Muitas metas, muitos projetos e números absurdos para serem atingidos caracterizam PERDA DE FOCO e instalam A BAGUNÇA CONVENIENTE, ou seja, tamanha dispersão passa a justificar atrasos, extrapolações nos gastos e metas não batidas através de explicações aparentemente convincentes.

Quando o final de cada ano se aproxima, a maioria das organizações prepara o plano de negócios e o orçamento para os próximos doze meses. Este processo atende pelo nome de planejamento estratégico, embora frequentemente nada tenha de estratégico, definindo apenas uma série de ações operacionais (ou no nível tático, como alguns preferem). Alguns erros são repetitivos e jogam no descrédito esta atividade que é vital para a sobrevivência de qualquer empresa:

1º) Metas exageradas. Evidentemente, pensar grande é necessário e metas não podem ser banais, mas definir metas desproporcionais ao mercado ou aos planos de ação é loucura e caracteriza uma situação bizarra: quem recebe uma meta inalcançável fica desobrigado de atingi-la tacitamente, ou seja, metas exageradas representam NÃO SE TER METAS.

2º) Metas sem memória de cálculo (detalhamento rigoroso dos custos e das vendas previstas, cliente por cliente, item por item) e sem planos de ação.

3º) Projetos em demasia, muitos sem retorno financeiro bem definido.

Normalmente, a euforia no momento de definir o crescimento da companhia e as previsões de vendas não é boa conselheira. Otimismo sem planos de ação e sem fatos e dados que suportem este plano é irresponsabilidade. Metas demais e projetos demais fazem os gestores perderem o foco e estabelecem aquilo que chamo de BAGUNÇA CONVENIENTE, ou seja, o sistema fica tão confuso e disperso que qualquer desculpa esfarrapada justifica atrasos nos cronogramas, orçamentos de custos e de investimentos extrapolados e metas de vendas não batidas.

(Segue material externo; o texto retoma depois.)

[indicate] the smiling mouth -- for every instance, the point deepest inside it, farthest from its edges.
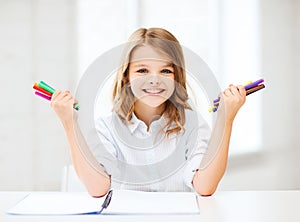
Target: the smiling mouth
(154, 91)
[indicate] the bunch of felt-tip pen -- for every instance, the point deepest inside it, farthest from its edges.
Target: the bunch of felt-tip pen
(45, 91)
(250, 88)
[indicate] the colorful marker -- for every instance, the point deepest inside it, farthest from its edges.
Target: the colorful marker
(45, 91)
(250, 88)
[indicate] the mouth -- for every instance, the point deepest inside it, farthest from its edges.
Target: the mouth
(154, 91)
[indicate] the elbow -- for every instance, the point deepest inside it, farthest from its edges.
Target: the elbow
(98, 193)
(205, 191)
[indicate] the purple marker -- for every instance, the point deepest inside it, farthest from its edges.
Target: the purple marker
(249, 86)
(256, 83)
(43, 95)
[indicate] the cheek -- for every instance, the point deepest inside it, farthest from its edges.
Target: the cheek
(136, 86)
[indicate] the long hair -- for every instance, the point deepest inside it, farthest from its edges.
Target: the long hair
(166, 44)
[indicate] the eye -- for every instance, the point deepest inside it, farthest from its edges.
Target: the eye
(166, 71)
(142, 71)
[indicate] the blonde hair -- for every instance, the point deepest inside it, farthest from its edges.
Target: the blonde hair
(166, 44)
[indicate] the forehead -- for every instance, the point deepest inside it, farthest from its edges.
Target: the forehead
(144, 53)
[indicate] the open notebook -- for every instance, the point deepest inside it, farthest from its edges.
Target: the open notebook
(116, 202)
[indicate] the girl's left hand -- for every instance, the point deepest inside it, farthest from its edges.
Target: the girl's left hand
(231, 100)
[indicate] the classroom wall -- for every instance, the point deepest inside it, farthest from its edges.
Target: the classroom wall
(277, 166)
(38, 41)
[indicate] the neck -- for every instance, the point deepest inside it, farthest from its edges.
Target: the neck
(147, 113)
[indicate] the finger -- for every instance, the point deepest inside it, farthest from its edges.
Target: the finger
(62, 94)
(227, 92)
(56, 94)
(242, 90)
(234, 90)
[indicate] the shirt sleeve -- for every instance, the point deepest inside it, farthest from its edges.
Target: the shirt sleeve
(197, 144)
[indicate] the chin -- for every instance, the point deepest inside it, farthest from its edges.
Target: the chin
(154, 102)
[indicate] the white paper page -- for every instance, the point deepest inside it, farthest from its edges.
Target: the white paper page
(122, 202)
(137, 202)
(57, 203)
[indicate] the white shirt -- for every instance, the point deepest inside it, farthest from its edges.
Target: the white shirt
(144, 160)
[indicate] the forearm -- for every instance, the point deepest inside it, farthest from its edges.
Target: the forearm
(96, 183)
(213, 165)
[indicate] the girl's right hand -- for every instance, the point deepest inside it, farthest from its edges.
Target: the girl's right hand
(62, 103)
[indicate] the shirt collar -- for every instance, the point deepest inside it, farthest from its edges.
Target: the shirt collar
(136, 123)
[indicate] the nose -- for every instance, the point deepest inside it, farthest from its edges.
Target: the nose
(154, 80)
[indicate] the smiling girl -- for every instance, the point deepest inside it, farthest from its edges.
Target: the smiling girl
(150, 99)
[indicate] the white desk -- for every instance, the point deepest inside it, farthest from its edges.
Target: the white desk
(252, 206)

Outra questão: esqueça brainstormings sem dados e analise seus pontos fortes e fracos através de rigorosa avaliação dos seus processos, indicadores e relatórios de auditorias e de não conformidades. Analise oportunidades e ameaças com extremo cuidado, apelando novamente para fatos, dados e opiniões de gente especializada e não apenas contando com os palpites dos gerentes. Não aceite argumentos que apelam para o macro, como “o PIB daquela região...”, “a política do governo federal...”, o “mercado x ou y...”, porque este tipo de argumento apenas esconde o fato de que quem o usa não sabe nada e está enrolando você. Quando um gerente de vendas, um representante comercial ou um diretor de marketing começam a falar de forma “macro”, eles estão tentando esconder o seu desconhecimento de cada cliente, do produto que vendem, do produto da concorrência, das ações da concorrência, dos projetos dos fornecedores, da movimentação dos entrantes. Aliás, quando você analisa todos estes fatores e estabelece seu plano de ação, você acabou de traçar uma ESTRATÉGIA.

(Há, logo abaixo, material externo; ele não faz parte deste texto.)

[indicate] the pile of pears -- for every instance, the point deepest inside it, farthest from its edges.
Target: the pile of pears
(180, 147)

Um último ponto: analise profundamente seu quadro de pessoal, especialmente aqueles que ocupam as posições mais importantes. Sem o time certo, todos os seus projetos e metas ousadas vão para o espaço. Estabeleça um cenário conservador e um potente método de adequação diária dos planos. Você terá que fazer muitos ajustes durante o caminho e se olhar os planos apenas de mês em mês perderá o norte da sua viagem.